The latest: Weibo Corp. (9898.HK; WB.US), often called the “Twitter of China” has launched a secondary listing in Hong Kong consisting of 11 million of its Class A ordinary shares. Subscriptions for the IPO shares began today and will run through noon on Dec. 2, with a maximum fundraising target of HK$4.27 billion ($547 million).
Looking up: Weibo’s monthly active users (MAU) as of September reached 573 million, and its revenue has grown at a compound annual rate of 26.7% in the past four years. The company’s revenue in this year’s fourth quarter is expected to grow by 15% to 20% year-on-year, showing the group is taking advantage of its relatively high growth to raise additional funds.
Take Note: Each of Weibo’s Hong Kong shares is equal to one American depository share (ADS), with the offer price capped at HK$388. That translates to a maximum price of $49.76, compared with Weibo’s latest after-hours trading price of $41.80 last Friday.
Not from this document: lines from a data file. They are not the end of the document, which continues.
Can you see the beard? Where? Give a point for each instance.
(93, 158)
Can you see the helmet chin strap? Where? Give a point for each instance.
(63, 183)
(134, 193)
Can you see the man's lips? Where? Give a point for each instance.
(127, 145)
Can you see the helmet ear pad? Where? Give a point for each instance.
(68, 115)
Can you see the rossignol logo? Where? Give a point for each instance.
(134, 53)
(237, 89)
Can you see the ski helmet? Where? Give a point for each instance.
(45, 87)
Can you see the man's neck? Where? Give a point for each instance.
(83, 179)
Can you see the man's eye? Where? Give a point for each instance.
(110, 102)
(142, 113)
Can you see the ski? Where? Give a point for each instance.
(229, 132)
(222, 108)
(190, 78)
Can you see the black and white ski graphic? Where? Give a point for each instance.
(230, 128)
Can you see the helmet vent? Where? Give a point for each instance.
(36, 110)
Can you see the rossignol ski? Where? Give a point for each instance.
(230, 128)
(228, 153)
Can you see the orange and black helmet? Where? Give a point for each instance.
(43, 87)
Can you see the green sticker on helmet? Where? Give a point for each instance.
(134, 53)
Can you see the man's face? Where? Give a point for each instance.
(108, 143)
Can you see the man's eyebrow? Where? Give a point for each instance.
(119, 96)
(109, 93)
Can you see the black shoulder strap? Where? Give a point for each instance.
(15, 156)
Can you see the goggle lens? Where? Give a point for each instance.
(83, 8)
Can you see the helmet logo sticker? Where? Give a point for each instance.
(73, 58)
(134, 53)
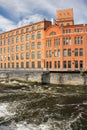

The stock has lost about a third of its value since mid-July when China began enforcing a new data security law for tech companies listing overseas.
Digging Deeper: As one of China’s three top social media platforms, Weibo has a large amount of sensitive user data that is currently at the center of a regulatory storm as China starts enforcing the data security law. Another Hong Kong internet IPO for NetEase Cloud Music (9899.HK) got a recent lukewarm response over similar concerns, and ended up pricing at the middle of the IPO range. Weibo’s listing is the latest in a growing string of similar secondary IPOs by New York-listed Chinese internet companies.
Market Reaction: Weibo’s ADSs weakened by 0.56% last Friday, and fell another 2.3% in after-hours trading to $41.80.